Oncologists have also used janus kinase (JAK) inhibitors in these patients. For clinicians who may have concerns about the black box warnings associated with this class of drugs, Meara offered a counterpoint. “If you are only giving them for a month, does that black box warning really matter?” she said.

There are guidelines on the topic of irAEs from the National Comprehensive Cancer Network that go through various disease states and treatments pertaining to the topic of irAEs, but Meara stressed that the manual is based on “minimal evidence.”

Despite the fact that so little is known about these events, Meara offered some practical advice for rheumatologists to consider. One point is that while rheumatologists can test various drugs in their patients over time, the mechanism of action and pharmacology of the drugs involved in cancer treatment “really matter” because of the importance of the anti-tumor effect. The implication was that every effort should be made to find the right treatment immediately when a patient has an irAE, rather than cycling through several classes.

She added that irAEs will likely confound hematologists/oncologists and rheumatologists for some time. “These diseases are not going to go away,” she said. “They are going to mimic our other diseases.”

This will lead to questions, and perhaps second guessing, from the treating physicians, Meara noted. “Did the drug do it or did I do it? Did I not treat them enough?” she said. “Partnering with oncology is going to be a big deal.”

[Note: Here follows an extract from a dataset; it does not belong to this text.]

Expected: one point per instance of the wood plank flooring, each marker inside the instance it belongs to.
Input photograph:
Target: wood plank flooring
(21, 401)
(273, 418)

But Meara was clear that rheumatologists can bring a lot to the table in these clinical situations. “Rheumatologists need to understand that oncology is going to be at the center of treating these patients,” she said, noting that cancer management breeds a kind of “tunnel vision” where the cancer is the most important target.

“But what we as rheumatologists can do is care for the patient holistically,” she said.